Bentley has steadfastly refused to resign.
"If the people want to know if I misused state resources, the answer is simply no. I have not," Bentley said Friday. He said unnamed people were taking joy in exposing the embarrassing details of his personal life.
The impeachment articles filed against Bentley accuse him of corruption and neglect of duty.
The Alabama Ethics Commission last week found probable cause that Bentley broke state ethics and campaign laws. The matter has been referred to the attorney general's office.
Sharman last week released thousands of pages of documents and interviews he obtained. They included multiple text messages that Bentley sent the aide, such as "I sure miss you. I need you. I want you. You are the only one."
The governor's then-wife, Dianne Bentley, was able to read the text messages because they also showed up on his state-issued iPad, which he had given the first lady. Dianne Bentley provided the messages to the committee.
The former first lady's chief of staff also told the committee's special counsel that Bentley threatened her job because he believed she had helped his wife make the recordings.
If the House votes to impeach Bentley, he will automatically be removed from his duties and can only be returned to office if acquitted in a trial-like proceeding before the Alabama Senate.

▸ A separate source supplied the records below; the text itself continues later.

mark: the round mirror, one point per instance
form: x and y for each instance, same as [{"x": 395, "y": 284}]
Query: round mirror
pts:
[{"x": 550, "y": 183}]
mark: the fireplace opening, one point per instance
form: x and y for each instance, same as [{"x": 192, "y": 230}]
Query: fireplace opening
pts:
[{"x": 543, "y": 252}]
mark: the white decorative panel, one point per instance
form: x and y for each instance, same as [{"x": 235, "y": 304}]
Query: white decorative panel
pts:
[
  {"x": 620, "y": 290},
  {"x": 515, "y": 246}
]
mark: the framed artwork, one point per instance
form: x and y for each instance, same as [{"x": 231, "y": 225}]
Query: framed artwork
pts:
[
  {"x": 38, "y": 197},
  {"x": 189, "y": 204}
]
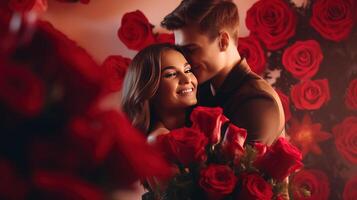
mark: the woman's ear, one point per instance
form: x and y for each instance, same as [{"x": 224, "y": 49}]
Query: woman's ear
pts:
[{"x": 223, "y": 40}]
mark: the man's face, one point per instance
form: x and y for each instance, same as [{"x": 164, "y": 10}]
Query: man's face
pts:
[{"x": 204, "y": 53}]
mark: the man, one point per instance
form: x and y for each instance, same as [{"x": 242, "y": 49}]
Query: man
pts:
[{"x": 208, "y": 31}]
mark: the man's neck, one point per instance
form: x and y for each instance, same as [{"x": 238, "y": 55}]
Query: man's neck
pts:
[{"x": 218, "y": 80}]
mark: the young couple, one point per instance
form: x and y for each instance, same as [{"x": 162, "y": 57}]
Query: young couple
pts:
[{"x": 162, "y": 81}]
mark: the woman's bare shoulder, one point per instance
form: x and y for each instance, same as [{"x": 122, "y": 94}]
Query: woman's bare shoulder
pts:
[{"x": 155, "y": 133}]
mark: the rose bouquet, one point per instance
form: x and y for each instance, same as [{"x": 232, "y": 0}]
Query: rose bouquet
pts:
[{"x": 213, "y": 160}]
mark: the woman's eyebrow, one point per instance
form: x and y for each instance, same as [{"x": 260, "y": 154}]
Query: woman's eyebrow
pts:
[{"x": 167, "y": 67}]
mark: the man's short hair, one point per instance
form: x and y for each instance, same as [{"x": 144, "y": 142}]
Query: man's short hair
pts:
[{"x": 211, "y": 16}]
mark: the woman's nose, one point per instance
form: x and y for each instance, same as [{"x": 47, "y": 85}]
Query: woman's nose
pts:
[{"x": 185, "y": 78}]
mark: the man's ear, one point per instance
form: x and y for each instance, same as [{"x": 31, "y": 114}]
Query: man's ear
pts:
[{"x": 223, "y": 40}]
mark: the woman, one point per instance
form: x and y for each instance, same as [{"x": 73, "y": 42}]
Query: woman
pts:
[{"x": 158, "y": 88}]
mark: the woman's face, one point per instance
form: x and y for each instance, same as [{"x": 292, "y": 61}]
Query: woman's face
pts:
[{"x": 178, "y": 85}]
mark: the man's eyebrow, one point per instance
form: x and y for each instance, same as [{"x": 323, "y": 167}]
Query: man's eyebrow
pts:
[{"x": 186, "y": 64}]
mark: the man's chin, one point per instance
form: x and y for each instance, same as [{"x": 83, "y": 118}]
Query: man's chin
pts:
[{"x": 202, "y": 79}]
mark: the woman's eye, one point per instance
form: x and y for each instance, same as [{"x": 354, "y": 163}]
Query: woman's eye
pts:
[
  {"x": 169, "y": 75},
  {"x": 188, "y": 70}
]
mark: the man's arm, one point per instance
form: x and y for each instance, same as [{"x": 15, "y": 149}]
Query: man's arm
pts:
[{"x": 260, "y": 116}]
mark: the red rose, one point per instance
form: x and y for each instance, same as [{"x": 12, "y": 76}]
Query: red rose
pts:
[
  {"x": 11, "y": 186},
  {"x": 250, "y": 48},
  {"x": 96, "y": 133},
  {"x": 333, "y": 19},
  {"x": 310, "y": 94},
  {"x": 115, "y": 68},
  {"x": 345, "y": 137},
  {"x": 50, "y": 185},
  {"x": 286, "y": 104},
  {"x": 73, "y": 1},
  {"x": 254, "y": 187},
  {"x": 233, "y": 141},
  {"x": 351, "y": 95},
  {"x": 303, "y": 59},
  {"x": 184, "y": 145},
  {"x": 165, "y": 38},
  {"x": 217, "y": 181},
  {"x": 21, "y": 90},
  {"x": 209, "y": 121},
  {"x": 350, "y": 191},
  {"x": 274, "y": 22},
  {"x": 136, "y": 31},
  {"x": 280, "y": 160},
  {"x": 27, "y": 5},
  {"x": 310, "y": 181}
]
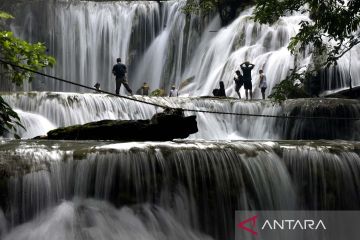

Bentley lawyer Ross Garber, who represented South Carolina and Connecticut governors in impeachment proceedings, has argued that only the "most grave misconduct" merits impeachment, noting that only two U.S. governors have been impeached since 1929, and both were indicted for serious felonies.
"It is not unusual for elected officials to have ethics and campaign finance issues. In fact, many governors face these things. It is very rare, though, for legislators to try to leverage those issues to impeach a governor. In fact, it is simply not done," Garber told The Associated Press in an email.